Checking out #674, related to _Unsigned = "true" from #656 and #671, I suppose the following is a question of semantics.

Should Variable.dtype return the data type on disk, or the datatype that the user will receive from __getitem__? Right now this test fails. I think it should pass, reasoning that:

  • The real datatype on disk should be completely abstracted, similar to endianness.
  • User can expect type of data returned to be consistent with result of file.variables["var"].dtype

If this test should indeed pass, I would be happy to initiate a PR with this test and a solution.
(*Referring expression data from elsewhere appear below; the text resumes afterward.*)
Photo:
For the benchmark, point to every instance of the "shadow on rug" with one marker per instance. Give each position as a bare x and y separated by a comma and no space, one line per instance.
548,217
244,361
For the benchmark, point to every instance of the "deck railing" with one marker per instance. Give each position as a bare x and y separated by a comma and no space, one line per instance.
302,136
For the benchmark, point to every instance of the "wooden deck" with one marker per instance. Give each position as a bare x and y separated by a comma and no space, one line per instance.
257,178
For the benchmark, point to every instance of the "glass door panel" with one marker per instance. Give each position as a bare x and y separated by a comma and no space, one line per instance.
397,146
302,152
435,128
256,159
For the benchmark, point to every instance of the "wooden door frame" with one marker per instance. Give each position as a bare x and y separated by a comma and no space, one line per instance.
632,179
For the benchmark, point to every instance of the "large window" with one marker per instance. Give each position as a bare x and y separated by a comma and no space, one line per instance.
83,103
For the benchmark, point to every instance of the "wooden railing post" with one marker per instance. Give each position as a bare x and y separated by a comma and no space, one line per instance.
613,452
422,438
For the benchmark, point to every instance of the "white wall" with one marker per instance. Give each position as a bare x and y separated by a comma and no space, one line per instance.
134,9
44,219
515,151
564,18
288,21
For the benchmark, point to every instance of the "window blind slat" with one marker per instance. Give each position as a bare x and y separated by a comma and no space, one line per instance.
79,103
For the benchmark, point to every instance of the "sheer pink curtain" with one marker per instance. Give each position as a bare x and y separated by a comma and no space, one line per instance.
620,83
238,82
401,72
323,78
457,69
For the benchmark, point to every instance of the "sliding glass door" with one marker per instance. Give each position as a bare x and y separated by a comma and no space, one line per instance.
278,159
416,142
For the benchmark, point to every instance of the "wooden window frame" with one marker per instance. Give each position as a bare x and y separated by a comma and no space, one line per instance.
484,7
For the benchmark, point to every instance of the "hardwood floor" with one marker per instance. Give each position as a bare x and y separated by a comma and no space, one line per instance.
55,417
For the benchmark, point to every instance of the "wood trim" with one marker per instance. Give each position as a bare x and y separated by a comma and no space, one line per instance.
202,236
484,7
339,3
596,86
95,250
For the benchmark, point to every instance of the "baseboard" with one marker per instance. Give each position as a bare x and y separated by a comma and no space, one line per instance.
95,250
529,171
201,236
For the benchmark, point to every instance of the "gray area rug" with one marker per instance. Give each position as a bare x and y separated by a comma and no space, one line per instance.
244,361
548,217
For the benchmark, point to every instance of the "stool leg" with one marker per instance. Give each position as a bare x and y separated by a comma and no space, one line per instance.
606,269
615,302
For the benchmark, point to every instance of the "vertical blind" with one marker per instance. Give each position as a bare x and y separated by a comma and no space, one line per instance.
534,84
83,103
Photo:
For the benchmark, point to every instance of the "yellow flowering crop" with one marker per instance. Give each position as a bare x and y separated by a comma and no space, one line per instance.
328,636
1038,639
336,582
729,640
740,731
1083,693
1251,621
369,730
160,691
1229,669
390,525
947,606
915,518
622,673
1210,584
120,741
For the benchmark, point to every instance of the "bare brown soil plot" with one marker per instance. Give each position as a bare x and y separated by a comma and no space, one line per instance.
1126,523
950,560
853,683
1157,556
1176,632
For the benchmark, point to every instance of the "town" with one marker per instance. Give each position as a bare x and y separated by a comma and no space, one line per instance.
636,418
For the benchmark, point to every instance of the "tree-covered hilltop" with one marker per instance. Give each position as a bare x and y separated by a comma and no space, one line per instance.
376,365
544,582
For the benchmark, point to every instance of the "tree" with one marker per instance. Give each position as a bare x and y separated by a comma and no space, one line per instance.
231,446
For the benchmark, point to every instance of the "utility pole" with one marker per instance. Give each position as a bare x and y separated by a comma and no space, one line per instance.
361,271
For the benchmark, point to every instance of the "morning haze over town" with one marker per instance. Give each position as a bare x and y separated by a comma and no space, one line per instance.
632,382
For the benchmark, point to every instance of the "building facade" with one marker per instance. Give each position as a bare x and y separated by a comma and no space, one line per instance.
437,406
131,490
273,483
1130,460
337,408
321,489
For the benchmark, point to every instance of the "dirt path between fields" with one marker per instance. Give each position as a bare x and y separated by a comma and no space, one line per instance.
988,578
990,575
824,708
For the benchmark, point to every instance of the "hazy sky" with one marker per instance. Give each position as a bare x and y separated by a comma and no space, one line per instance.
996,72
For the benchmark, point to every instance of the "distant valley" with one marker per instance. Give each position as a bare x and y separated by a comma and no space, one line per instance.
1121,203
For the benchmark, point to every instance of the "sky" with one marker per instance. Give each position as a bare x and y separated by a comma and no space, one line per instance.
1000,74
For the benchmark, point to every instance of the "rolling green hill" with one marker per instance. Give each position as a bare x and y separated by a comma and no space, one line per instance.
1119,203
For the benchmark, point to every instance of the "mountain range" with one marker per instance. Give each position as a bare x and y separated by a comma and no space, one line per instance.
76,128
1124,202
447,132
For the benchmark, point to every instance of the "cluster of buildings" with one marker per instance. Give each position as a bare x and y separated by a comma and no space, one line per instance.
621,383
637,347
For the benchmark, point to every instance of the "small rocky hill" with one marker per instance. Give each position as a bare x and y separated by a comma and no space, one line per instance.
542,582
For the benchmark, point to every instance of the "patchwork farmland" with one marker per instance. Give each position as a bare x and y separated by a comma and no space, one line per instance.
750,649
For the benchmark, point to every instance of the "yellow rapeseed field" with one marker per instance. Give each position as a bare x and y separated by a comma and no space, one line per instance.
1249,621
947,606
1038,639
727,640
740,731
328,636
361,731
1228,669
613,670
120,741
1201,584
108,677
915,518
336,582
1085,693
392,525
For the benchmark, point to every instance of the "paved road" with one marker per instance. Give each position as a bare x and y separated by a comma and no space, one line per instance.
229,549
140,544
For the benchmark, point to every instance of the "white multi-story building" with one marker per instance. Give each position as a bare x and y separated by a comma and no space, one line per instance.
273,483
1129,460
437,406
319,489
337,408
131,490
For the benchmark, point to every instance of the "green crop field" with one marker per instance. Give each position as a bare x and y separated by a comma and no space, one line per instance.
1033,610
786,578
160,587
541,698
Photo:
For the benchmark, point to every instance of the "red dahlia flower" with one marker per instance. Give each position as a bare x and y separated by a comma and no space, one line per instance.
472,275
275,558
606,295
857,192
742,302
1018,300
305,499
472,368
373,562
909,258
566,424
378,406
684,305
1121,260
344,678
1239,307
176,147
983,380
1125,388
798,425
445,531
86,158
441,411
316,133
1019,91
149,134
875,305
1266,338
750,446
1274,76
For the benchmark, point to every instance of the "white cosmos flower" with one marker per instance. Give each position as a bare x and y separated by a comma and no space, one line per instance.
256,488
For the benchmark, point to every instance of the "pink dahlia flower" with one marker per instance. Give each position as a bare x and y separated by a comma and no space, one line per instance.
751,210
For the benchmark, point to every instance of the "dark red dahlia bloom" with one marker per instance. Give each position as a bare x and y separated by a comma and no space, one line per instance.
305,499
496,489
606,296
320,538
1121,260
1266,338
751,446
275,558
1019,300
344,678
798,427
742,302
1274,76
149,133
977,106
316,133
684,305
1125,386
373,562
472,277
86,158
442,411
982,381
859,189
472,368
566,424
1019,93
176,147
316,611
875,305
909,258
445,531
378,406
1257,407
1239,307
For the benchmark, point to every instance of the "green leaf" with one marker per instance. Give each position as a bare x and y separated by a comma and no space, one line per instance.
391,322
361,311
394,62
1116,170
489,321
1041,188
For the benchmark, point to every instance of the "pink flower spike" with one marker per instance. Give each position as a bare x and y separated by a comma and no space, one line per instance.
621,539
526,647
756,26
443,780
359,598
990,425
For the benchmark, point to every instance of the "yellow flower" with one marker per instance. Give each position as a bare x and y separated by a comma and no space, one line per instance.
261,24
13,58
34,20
The solution that came to mind would be to change references to self.dtype inside the Variable class to self._dtype and then expose dtype as a property, thoughts?

import unittest
import netCDF4
import tempfile
import numpy as np
import os


class TestUnsignedMasking(unittest.TestCase):
    def setUp(self):
        _, self.filename = tempfile.mkstemp()
        with netCDF4.Dataset(self.filename, "w") as nc_file:
            nc_file.createDimension("time", None)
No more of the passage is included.